Pada 28 April 2019, Ligue mencatat sejarah mempekerjakan wanita untuk memimpin pertandingan Amiens versus Strasbourg. Berakhir imbang tanpa gol, Frappart dengan tenang mengeluarkan 4 kartu kuning dengan 3 diantaranya untuk Strasbourg. Tidak ada protes selama 90 menit!
"Saya tidak khawatir sebelum pertandingan tentang fakta bahwa Frappart akan menjadi wasit kami dan pendapat saya tidak berubah. Sangat bagus. Dia bisa mencapai level tinggi. Dia melakukannya dengan sangat baik," kata Arsitek Strasbourg, Thierry Laurey, saat itu, dilansir ESPN.

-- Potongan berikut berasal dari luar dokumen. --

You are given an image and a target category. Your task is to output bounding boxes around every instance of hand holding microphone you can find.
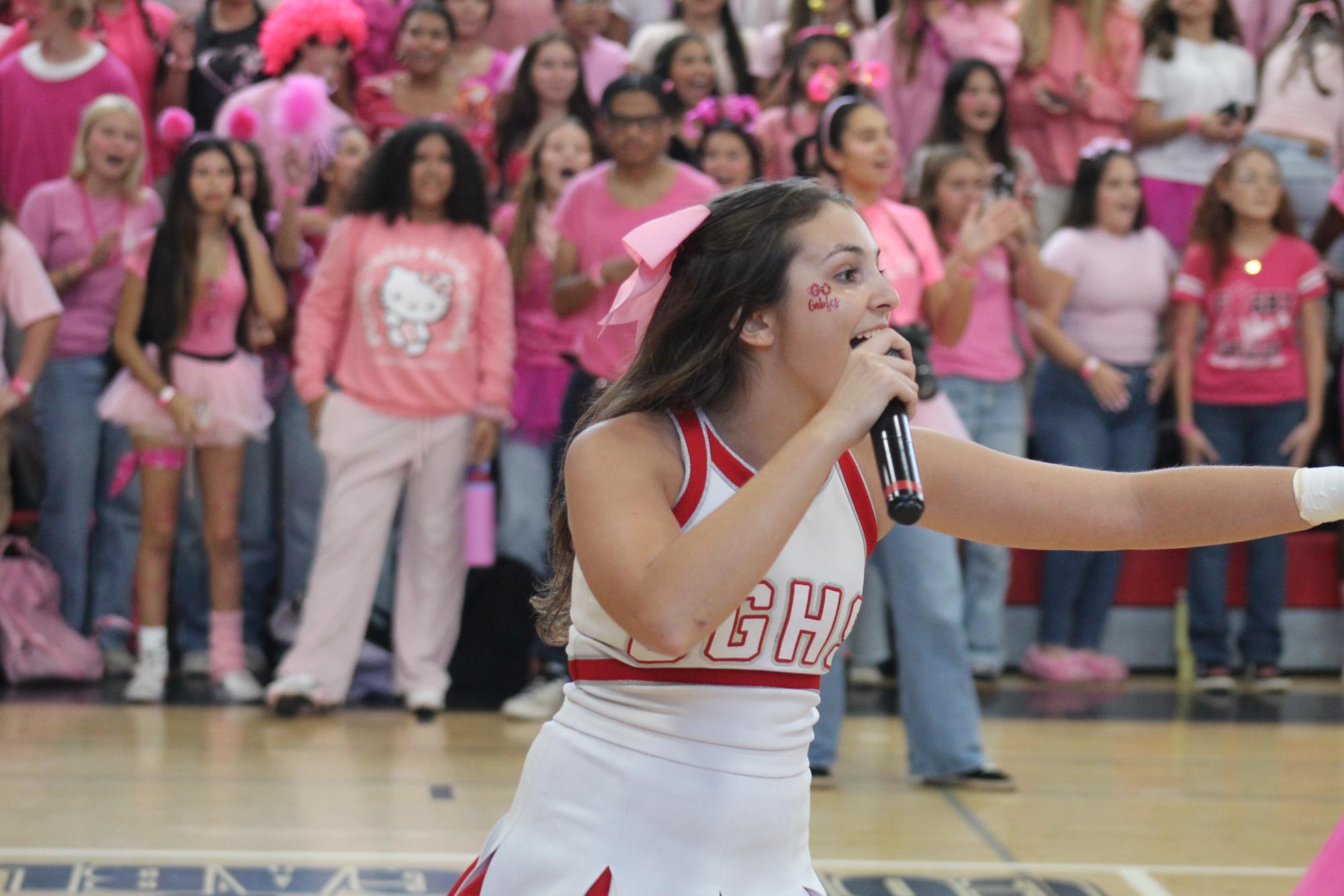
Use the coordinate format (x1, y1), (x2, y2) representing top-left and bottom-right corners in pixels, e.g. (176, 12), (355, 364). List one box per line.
(827, 328), (924, 525)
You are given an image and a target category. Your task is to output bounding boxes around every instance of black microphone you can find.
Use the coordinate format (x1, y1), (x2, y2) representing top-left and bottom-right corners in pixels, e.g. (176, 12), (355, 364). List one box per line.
(870, 351), (924, 525)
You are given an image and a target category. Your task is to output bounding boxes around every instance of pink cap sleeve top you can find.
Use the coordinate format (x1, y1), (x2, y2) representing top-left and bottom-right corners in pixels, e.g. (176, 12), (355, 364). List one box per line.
(0, 43), (138, 208)
(1040, 227), (1176, 365)
(0, 222), (60, 373)
(19, 177), (163, 357)
(555, 163), (719, 380)
(1172, 234), (1325, 404)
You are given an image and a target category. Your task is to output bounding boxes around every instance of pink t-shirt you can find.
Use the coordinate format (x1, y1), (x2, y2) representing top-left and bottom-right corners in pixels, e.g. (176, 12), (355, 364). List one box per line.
(1040, 227), (1176, 365)
(1172, 234), (1325, 404)
(555, 161), (719, 380)
(294, 215), (513, 420)
(500, 35), (630, 106)
(494, 203), (578, 368)
(858, 199), (944, 326)
(0, 222), (60, 383)
(19, 177), (163, 357)
(0, 43), (136, 208)
(126, 234), (247, 357)
(929, 246), (1027, 383)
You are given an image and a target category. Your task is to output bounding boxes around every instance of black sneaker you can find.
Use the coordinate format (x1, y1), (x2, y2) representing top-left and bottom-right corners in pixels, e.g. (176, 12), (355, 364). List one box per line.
(1249, 662), (1293, 693)
(1195, 664), (1237, 693)
(924, 766), (1018, 794)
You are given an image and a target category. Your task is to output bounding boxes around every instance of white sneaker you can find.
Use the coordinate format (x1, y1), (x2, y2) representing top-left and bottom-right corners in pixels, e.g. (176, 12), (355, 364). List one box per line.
(215, 669), (266, 703)
(124, 650), (168, 703)
(500, 676), (568, 721)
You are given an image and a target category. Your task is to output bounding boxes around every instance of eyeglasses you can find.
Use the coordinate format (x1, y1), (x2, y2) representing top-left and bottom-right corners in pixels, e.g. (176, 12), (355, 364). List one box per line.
(606, 116), (662, 130)
(1233, 171), (1284, 187)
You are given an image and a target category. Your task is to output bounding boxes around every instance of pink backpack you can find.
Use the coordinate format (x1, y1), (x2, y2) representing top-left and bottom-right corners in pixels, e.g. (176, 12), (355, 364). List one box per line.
(0, 536), (102, 684)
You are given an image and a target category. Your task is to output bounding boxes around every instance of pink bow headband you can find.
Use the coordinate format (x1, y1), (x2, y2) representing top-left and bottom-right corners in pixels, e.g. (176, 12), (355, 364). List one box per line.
(808, 62), (891, 103)
(602, 206), (710, 343)
(1078, 137), (1134, 159)
(686, 94), (761, 136)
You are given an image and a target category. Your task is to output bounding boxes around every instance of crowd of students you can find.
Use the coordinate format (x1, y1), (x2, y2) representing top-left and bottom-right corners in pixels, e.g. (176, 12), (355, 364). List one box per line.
(0, 0), (1344, 787)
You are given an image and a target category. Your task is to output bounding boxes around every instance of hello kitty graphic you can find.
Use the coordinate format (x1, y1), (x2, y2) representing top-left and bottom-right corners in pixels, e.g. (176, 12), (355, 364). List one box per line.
(377, 265), (453, 357)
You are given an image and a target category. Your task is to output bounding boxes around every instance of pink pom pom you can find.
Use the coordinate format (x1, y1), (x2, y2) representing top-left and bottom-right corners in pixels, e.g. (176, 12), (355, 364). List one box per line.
(226, 106), (261, 142)
(154, 106), (196, 146)
(274, 74), (326, 137)
(808, 66), (840, 103)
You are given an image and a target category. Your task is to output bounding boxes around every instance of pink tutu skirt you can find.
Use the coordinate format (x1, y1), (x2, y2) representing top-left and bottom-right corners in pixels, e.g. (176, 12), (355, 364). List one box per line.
(98, 347), (274, 446)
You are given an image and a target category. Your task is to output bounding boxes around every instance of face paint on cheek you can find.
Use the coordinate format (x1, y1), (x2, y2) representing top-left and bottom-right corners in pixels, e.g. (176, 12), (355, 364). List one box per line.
(808, 283), (840, 312)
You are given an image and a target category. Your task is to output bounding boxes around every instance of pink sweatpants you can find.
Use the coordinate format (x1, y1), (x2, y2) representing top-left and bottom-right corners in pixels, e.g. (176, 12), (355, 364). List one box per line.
(277, 392), (474, 703)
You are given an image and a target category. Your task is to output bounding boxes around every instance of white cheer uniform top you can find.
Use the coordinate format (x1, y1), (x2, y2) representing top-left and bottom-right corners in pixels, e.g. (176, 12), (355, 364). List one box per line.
(555, 410), (878, 778)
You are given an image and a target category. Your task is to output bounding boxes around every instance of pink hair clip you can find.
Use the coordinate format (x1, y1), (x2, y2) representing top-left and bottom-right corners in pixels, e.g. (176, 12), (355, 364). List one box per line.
(602, 206), (710, 341)
(808, 66), (840, 103)
(850, 62), (891, 91)
(1078, 137), (1134, 159)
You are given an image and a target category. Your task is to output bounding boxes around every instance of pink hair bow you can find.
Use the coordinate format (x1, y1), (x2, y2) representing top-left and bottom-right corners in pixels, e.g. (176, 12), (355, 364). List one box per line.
(602, 206), (710, 340)
(850, 62), (891, 90)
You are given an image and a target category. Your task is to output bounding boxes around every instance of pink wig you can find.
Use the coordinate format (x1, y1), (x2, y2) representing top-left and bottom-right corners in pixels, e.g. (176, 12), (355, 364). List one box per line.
(257, 0), (368, 75)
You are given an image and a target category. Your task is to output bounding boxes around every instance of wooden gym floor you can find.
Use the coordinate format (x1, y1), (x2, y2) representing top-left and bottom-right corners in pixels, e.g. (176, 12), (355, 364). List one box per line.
(0, 678), (1344, 896)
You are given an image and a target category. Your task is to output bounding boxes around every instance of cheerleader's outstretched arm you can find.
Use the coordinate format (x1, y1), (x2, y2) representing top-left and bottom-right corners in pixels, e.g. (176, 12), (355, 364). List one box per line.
(908, 429), (1316, 551)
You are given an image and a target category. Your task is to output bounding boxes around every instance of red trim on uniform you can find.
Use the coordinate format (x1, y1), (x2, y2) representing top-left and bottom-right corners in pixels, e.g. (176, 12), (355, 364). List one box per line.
(705, 416), (756, 489)
(672, 408), (709, 525)
(882, 480), (924, 498)
(584, 868), (611, 896)
(570, 660), (821, 690)
(840, 451), (878, 555)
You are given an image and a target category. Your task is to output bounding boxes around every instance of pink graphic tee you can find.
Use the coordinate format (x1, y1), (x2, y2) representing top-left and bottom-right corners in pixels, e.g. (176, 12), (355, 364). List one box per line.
(1172, 235), (1325, 404)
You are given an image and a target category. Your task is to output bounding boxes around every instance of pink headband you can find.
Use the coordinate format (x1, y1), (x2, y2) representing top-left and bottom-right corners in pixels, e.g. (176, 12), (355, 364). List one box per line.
(686, 94), (761, 134)
(1078, 137), (1134, 159)
(602, 206), (710, 341)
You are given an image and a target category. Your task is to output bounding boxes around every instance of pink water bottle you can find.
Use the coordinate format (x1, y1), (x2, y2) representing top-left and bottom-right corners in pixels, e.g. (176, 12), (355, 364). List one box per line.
(462, 462), (494, 568)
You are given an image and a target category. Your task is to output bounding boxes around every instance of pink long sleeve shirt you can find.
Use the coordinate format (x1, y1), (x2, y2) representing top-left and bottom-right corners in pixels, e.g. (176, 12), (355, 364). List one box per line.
(1008, 3), (1144, 185)
(854, 0), (1022, 169)
(294, 215), (513, 420)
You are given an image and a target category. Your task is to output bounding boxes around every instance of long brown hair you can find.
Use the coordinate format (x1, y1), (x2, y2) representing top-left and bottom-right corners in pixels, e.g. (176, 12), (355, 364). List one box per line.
(1190, 146), (1297, 283)
(1144, 0), (1242, 62)
(915, 144), (985, 254)
(532, 177), (850, 645)
(1018, 0), (1132, 71)
(504, 117), (596, 285)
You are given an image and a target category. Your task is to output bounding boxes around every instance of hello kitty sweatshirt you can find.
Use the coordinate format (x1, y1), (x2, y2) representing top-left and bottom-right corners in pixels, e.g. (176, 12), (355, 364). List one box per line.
(294, 215), (513, 420)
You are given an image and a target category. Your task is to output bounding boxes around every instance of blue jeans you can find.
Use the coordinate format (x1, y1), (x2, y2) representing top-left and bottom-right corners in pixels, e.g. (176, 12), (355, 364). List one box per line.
(172, 442), (279, 650)
(808, 525), (985, 778)
(1243, 132), (1339, 239)
(34, 357), (140, 646)
(1032, 361), (1157, 650)
(494, 435), (553, 579)
(1188, 402), (1306, 666)
(938, 376), (1027, 673)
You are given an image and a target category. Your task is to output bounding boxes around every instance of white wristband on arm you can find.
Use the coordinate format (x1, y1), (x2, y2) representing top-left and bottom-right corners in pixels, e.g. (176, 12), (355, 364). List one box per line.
(1293, 466), (1344, 525)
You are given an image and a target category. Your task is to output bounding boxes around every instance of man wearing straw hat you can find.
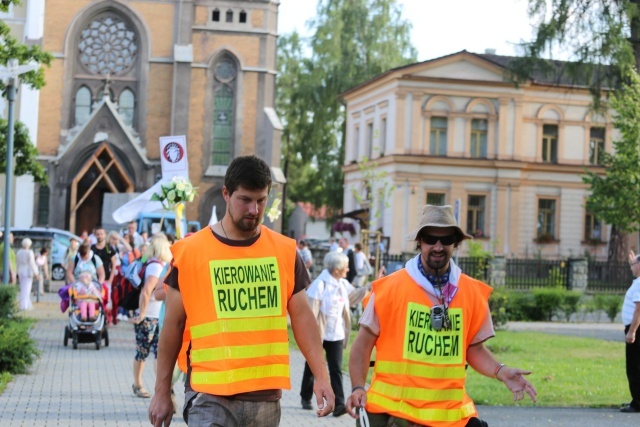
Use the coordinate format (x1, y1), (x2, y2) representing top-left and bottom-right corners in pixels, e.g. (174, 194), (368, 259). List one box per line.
(347, 205), (537, 427)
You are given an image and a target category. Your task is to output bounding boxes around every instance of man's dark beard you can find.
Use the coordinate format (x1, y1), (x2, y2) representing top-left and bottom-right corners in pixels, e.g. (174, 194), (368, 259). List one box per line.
(427, 253), (451, 271)
(229, 212), (260, 232)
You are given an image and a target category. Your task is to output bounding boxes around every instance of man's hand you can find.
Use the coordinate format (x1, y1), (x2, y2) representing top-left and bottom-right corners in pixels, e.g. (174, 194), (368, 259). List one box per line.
(624, 329), (636, 344)
(149, 392), (173, 427)
(347, 388), (367, 419)
(498, 366), (538, 402)
(313, 378), (336, 417)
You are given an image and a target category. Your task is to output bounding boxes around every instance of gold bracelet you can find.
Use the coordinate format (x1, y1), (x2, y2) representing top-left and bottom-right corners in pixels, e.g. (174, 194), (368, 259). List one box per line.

Frappart memang bukan wanita pertama yang memimpin kompetisi pria karena pada 2017, Bibiana Steinhaus, sudah lebih dulu melakukannya ketika Hertha Berlin berbagi gol 1-1 dengan Werder Bremen di Bundesliga. Tapi, Frappart layak bangga karena menjadi satu-satunya wasit wanita di kompetisi berbendera UEFA.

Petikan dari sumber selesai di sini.